También encontramos la antigua Sinagoga Vieja, ahora convertida en museo y el Monumento al Martirio construido en conmemoración a los 65.000 Judíos de Cracovia que fueron asesinados durante la 2ª. Guerra mundial. Hoy en día sólo quedan unos 10.000 judíos en todo el país…
La siguiente parada fue en la plaza Nowy, cuyo edificio central, construido en 1900 como un matadero de pollos está ahora repleto de pequeños locales de la más exquisita de las comidas rápidas de Polonia: La Zapiekanka, que degustaríamos más tarde.


Callejeando por el barrio llegamos a uno de los escenarios más visitados, famoso por la película “La lista de Schindler”: el callejón con unas escaleras donde se esconde una de las protagonistas para no ser descubierta. Decir que la película está ambientada en el barrio de Podgorze, pero las escenas de exterior fueron grabadas en Kazimiers por no dar las autoridades judías permisos para grabar allí.
Tras pasar por la parte católica del barrio (repleto de iglesias, colmo no), nos disponemos a pasar al otro lado del río, donde se encuentra Podgorze, el antiguo gueto. Cruzamos por el precioso puente de Bernatek y paseando por las calles de lo que fue el gueto, llegamos a uno de los restos del antiguo muro de separación que quedan en pie. La verdad es que en esta zona no hay demasiado que ver, son más las emociones de lo que allí pasó que lo que realmente se ve, ya que no cada prácticamente nada de aquello.


Callejeando llegamos ante la famosa plaza Bohaterow, también llamada Plaza de los Héroes donde finalizaba este interesante tour de tres horas. Esta plaza también sale en la película, es donde se hace esperar a los judíos con sus pertenencias antes de ser llevados a los diferentes campos de concentración. Aunque las escenas no fueron grabadas aquí sino en la calle Szeroka de Kazimiers. La plaza está presidida por las esculturas de las 70 sillas de Roman Polansky en recuerdo de lo que allí sucedió.

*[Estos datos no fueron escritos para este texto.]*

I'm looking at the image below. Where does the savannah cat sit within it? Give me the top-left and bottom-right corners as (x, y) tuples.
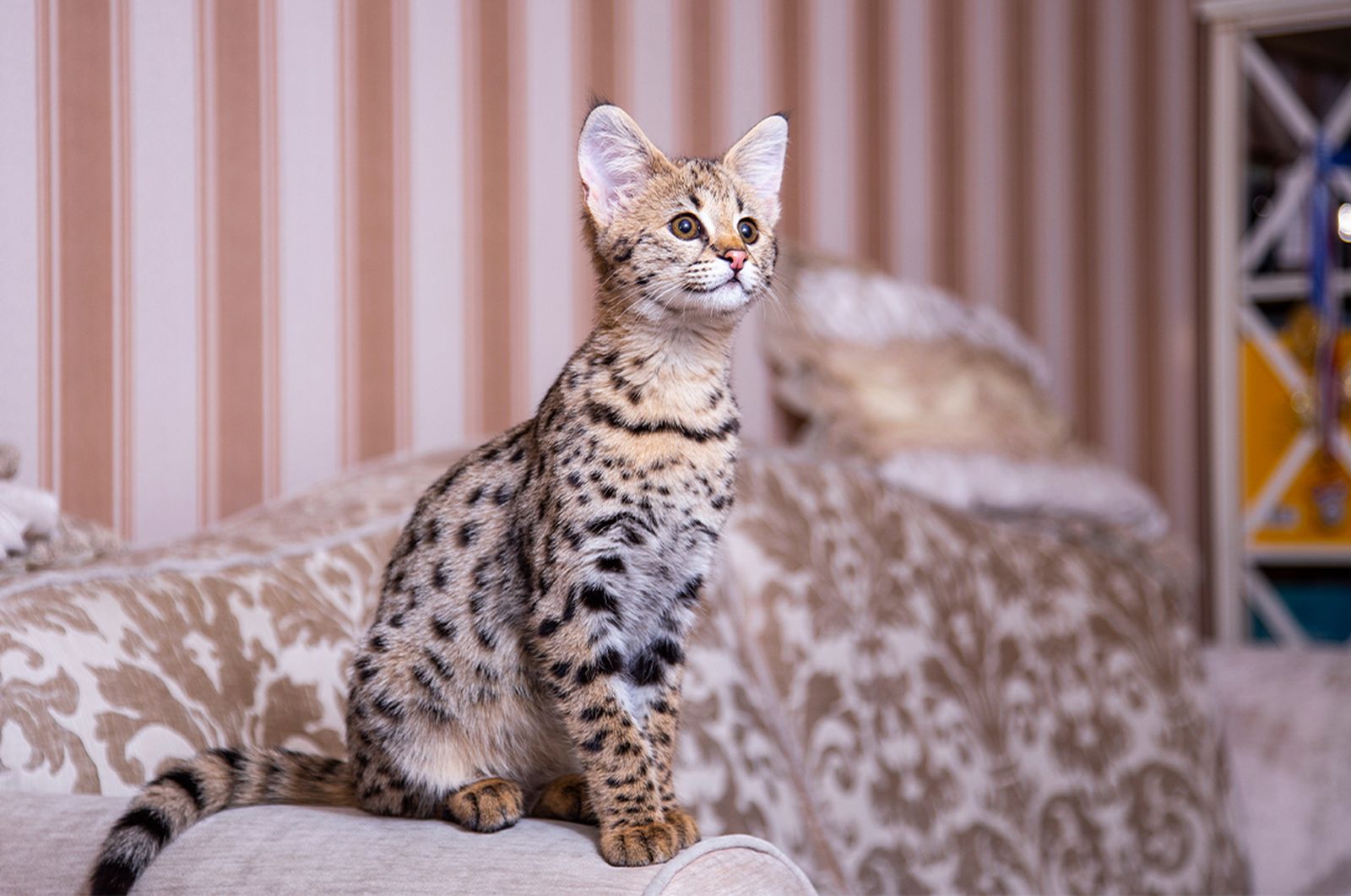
(90, 104), (788, 893)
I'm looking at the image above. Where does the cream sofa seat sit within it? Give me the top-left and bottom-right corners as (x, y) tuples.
(0, 793), (815, 896)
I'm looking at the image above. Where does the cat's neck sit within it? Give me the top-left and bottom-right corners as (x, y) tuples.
(588, 307), (736, 387)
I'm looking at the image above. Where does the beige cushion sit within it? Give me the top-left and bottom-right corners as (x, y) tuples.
(0, 793), (815, 896)
(799, 339), (1069, 461)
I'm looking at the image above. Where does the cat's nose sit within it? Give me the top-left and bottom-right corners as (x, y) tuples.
(723, 248), (746, 270)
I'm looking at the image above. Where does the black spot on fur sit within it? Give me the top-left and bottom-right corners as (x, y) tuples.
(208, 747), (245, 772)
(431, 616), (455, 641)
(90, 855), (140, 896)
(459, 523), (478, 547)
(372, 693), (404, 722)
(586, 401), (741, 443)
(628, 650), (666, 687)
(414, 662), (441, 698)
(650, 641), (685, 666)
(578, 585), (619, 616)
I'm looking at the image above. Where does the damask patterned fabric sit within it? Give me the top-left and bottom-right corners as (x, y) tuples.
(0, 453), (1247, 892)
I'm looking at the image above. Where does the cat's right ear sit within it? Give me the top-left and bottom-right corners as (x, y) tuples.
(577, 106), (669, 227)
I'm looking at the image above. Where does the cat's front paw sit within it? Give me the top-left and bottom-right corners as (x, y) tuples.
(666, 806), (698, 849)
(600, 819), (697, 866)
(446, 779), (525, 834)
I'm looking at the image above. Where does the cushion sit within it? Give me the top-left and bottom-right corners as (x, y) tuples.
(0, 793), (815, 896)
(678, 454), (1247, 893)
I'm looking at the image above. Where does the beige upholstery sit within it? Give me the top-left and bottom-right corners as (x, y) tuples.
(0, 793), (815, 896)
(0, 452), (1247, 893)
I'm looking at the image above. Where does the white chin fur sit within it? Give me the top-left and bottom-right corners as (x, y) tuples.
(666, 280), (751, 312)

Es la hora de comer, y regresamos a Kazimiers para volver a la plaza Nowy a degustar las deliciosas Zapiekanka. Aquí hay que armarse de paciencia, ya que son extremadamente lentos, pero la relación calidad-precio es inigualable!! Comemos los 4 con bebida incluida por unos 10 euros al cambio.
El calor comienza a apretar, y tras la larga caminata nos apetecía un descanso, así que cogimos un taxi (esta vez fue mucho más sencillo) para volver al hotel a descansar y recargar pilas. Decir que los taxis en Cracovia son muy económicos si lo cogéis entre varias personas, las dos veces que lo cogimos nos salió aproximadamente a 5 euros de media.



Tras una agradecida siesta volvemos a dar el ya conocido paseo hasta el centro, queremos cenar en el restaurante polaco que ayer estaba cerrado y esta vez si estaba abierto! El Kuchnia U Babci es un restaurante sencillo. Debes hacer cola para pedir en la barra y una vez haces el pedido te dan un número. Cuando tu número aparece en pantalla recoges el pedido en la barra y listo. Como en todos los restaurantes de Cracovia el servicio es lento, pero el precio es fabuloso!! Además el local está decorado con fotografías y recuerdos de los famosos que lo han visitado. Cenamos Pierogi y Hamburguesas, eso si, hay que pagar en efectivo e ir muy pronto!! Nosotros fuimos prontísimo y tardamos bastante en cenar, y al marcharnos había una cola interminable.
Tras la cena, paseíto nocturno por la Plaza del mercado y de vuelta al hotel. Estábamos algo tristes, era nuestra última noche en Cracovia.